Gemericik air membelah kesunyian. Sisa-sisa hujan sore tadi meninggalkan kubangan-kubangan air dimana-mana. Satu menggenang, lainnya habis terciprat karena kendaraan yang lewat. Sumpah serapah terdengar tatkala air kotor bercampur debu jalanan dan sampah busuk mengenai ujung sepatu.

Jalanan ramai. Lalu lalang kendaraan adalah yang paling jelas terlihat. Lampu menyorot sana-sini, klakson bising menguasai udara. Satu dua orang melangkah, sesekali terhenti, menatap kaki yang terciprat air lalu menggerutu, atau sengaja memainkan air di kaki.

Satu sosok bertubuh kecil memilih berlari, membelah keramaian. Penampilannya lusuh, bertelanjang kaki, dan kotoran di hampir seluruh bagian tubuh. Surai hitamnya terlihat pudar, basah bercampur air hujan dan keringat. Netra gelapnya bergerak liar kesana-kemari.

Panik. Bingung. Dan, takut.

Orang-orang di sekitarnya mengernyit jijik. Menatap si bocah lelaki yang tak ubah layaknya seorang gelandangan yang bisa dengan mudah ditemui di sudut-sudut pinggiran kota yang gelap dan dingin, dan tidak terjamah orang biasa. Mungkin ia memang gelandangan, mungkin. Toh tidak ada yang peduli akan hal itu sama sekali. Mereka sendiri diburu waktu dan mood buruk karena kondisi jalanan setelah hujan.

Beberapa orang lainnya berlarian, mengikuti arah si bocah lelaki lusuh yang kecepatan langkahnya mulai melambat.

Lelah.

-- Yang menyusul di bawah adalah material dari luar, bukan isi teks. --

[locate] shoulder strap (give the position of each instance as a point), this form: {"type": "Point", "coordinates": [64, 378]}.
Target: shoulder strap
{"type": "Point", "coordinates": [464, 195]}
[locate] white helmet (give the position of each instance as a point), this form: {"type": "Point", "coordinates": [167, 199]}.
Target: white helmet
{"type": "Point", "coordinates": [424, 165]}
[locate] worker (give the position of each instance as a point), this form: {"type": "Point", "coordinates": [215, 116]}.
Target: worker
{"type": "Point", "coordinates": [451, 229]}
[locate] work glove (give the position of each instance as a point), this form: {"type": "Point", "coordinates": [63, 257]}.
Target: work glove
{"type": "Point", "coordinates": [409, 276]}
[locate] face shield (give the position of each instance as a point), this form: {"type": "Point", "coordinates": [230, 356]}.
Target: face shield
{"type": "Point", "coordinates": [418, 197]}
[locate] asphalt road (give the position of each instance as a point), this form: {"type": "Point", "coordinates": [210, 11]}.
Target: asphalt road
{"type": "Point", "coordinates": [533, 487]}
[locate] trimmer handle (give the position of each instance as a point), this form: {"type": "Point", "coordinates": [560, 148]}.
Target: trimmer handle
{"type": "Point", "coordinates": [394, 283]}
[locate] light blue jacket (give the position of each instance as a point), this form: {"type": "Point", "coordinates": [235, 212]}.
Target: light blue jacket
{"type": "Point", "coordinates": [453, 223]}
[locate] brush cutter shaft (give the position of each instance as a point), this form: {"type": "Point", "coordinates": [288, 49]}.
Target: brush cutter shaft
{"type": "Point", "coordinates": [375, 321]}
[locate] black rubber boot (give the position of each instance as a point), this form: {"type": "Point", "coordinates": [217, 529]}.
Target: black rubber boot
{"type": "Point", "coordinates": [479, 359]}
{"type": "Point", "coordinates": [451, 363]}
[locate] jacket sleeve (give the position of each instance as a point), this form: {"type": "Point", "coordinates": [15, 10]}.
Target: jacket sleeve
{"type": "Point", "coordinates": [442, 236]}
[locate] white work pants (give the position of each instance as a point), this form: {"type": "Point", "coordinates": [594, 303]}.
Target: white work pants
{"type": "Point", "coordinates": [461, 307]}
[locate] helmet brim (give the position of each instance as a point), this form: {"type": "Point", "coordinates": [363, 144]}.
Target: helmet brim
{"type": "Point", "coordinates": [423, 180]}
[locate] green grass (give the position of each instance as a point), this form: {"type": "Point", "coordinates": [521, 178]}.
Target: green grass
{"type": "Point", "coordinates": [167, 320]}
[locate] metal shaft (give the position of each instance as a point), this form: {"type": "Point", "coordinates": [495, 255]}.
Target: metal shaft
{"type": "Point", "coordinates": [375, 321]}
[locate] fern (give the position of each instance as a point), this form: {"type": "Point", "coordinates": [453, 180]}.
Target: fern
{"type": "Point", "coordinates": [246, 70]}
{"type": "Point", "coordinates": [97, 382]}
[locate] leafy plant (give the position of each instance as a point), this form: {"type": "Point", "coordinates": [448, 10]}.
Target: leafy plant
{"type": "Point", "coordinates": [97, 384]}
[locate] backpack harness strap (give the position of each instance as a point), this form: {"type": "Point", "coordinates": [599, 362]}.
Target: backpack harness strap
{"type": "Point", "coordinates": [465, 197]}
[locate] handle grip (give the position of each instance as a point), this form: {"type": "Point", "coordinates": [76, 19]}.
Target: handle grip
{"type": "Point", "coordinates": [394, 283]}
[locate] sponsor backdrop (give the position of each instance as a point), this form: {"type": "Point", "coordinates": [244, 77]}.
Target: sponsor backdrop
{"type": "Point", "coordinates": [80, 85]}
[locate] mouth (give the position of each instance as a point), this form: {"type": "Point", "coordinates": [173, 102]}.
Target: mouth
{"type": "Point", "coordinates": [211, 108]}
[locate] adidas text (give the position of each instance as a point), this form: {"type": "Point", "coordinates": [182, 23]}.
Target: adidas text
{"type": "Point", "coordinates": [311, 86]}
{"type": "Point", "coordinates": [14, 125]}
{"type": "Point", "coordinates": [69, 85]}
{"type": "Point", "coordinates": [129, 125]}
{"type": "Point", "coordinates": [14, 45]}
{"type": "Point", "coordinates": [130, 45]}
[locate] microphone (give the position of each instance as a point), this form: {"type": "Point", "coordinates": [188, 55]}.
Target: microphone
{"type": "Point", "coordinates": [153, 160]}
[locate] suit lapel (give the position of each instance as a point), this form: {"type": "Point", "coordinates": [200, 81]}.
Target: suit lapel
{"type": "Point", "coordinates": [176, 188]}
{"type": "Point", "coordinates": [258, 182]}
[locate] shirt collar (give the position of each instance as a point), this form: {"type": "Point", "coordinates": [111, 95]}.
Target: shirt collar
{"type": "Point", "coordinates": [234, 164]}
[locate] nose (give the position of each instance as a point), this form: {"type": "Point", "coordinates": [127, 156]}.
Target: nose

Lagipula ia sama sekali tidak memakan apapun—selain dari apa yang diizinkan, itu pun tidak pernah layak makan.

Matanya berkunang-kunang, dan sebelum ia sempat melangkah lebih jauh lagi, kegelapan telah lebih dulu menyergapnya.

.
.

“…gyu… hyung

“Beomgyu-hyung…”

“Tuan Choi, sekiranya kau masih hidup dan kesadaranmu tidak sedang diambil alih oleh makhluk astral, tolong untuk merespon panggilanku.” Nada kesal terdengar. Si pemanggil mengetuk meja berkali-kali, tidak sabaran. Wajar saja, ia sudah memanggil pemuda di hadapannya sejak beberapa menit yang lalu dan yang dipanggil tidak memberikan respon sama sekali.

“Ya?”

Kang Taehyun itu penyabar—sebenarnya tergantung keadaan. Dan situasi saat ini jelas tidak termasuk dalam kondisi yang bisa ditolerirnya. Bawaannya ingin menghujat, tapi sayang kalau buang-buang tenaga. Lebih baik dipakai menghujat senior satu tingkat di atasnya.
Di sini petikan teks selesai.